The room spun with grief and revelation. Riya’s heart hardened. The crime was no longer about money or power—it was survival turned monstrous.
Chapter 12: Resolution
The trial was swift, though the scars it left on the Singh name would never heal. Rohan Singh, once the heir to a fortune, stood in handcuffs as the court pronounced its judgment. Nalini, draped in white again, sat silently, her face an unreadable mask of sorrow and resignation.
The city buzzed with gossip. Some whispered of betrayal, others of justice served. But for Riya Sharma, it was another reminder of how far shadows can stretch in the corridors of wealth and power. The truth had come out, but it had taken a family’s soul with it.
Outside the courthouse, reporters swarmed, their cameras flashing like fireflies in the dusk. Riya pushed past them, lighting a cigarette she never smoked, letting the match burn a little too close to her fingers before flicking it away.

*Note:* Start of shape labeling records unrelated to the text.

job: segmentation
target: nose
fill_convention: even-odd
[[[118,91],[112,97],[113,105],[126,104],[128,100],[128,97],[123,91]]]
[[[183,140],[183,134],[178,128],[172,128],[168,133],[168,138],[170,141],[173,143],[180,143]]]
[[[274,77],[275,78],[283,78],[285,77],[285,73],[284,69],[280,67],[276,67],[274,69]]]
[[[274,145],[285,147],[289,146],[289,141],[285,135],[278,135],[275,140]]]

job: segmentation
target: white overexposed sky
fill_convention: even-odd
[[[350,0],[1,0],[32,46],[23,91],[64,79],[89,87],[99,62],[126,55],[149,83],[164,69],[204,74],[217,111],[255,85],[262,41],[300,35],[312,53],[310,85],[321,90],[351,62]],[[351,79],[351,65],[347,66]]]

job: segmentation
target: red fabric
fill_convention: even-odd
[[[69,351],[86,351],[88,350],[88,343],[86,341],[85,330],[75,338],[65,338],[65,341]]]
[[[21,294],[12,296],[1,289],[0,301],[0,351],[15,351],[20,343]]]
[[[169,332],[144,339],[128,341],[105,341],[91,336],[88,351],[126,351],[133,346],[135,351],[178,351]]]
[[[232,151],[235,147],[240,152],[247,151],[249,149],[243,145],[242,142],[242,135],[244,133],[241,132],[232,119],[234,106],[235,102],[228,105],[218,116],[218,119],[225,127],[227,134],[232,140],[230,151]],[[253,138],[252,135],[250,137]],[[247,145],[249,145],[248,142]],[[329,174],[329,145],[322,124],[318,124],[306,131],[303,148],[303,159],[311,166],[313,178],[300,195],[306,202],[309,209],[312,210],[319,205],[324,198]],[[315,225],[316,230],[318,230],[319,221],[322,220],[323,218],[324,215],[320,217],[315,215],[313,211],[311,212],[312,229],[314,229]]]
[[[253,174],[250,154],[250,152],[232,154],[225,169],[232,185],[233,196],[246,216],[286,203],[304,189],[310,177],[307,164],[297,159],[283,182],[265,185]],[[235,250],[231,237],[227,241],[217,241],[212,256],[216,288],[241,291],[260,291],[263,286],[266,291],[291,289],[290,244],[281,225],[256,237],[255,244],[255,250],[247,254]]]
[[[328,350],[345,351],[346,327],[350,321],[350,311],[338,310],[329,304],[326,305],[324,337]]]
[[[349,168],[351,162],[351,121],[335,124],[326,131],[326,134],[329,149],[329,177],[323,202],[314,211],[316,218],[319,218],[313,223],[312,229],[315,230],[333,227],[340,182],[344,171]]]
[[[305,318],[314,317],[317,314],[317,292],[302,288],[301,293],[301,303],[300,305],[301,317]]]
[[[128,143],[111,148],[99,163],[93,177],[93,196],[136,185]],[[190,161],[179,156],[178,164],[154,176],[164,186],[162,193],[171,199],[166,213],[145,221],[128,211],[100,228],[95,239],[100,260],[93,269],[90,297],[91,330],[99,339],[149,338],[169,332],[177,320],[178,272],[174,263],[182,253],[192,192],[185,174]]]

She thought of Vijay Singh, a man feared and admired, now reduced to a cautionary tale. She thought of Nalini, a woman who had chosen silence until it was too late. And Rohan—the boy who let desperation rot into patricide.
As the evening sun dipped behind Lucknow’s domes, Riya stood still, feeling the weight of the case lift only slightly. There was no satisfaction, no clean closure. Justice was delivered, but peace was nowhere in sight.
A voice inside her whispered what she had always known: behind every glittering facade lies a story of betrayal, greed, or fear. And it was her curse, her duty, to drag it into the light.
Riya turned her back on the courthouse, her silhouette swallowed by the city’s chaos. Somewhere out there, another lie was waiting to be uncovered.
The shadow of deceit never truly fades—it only shifts to its next prey.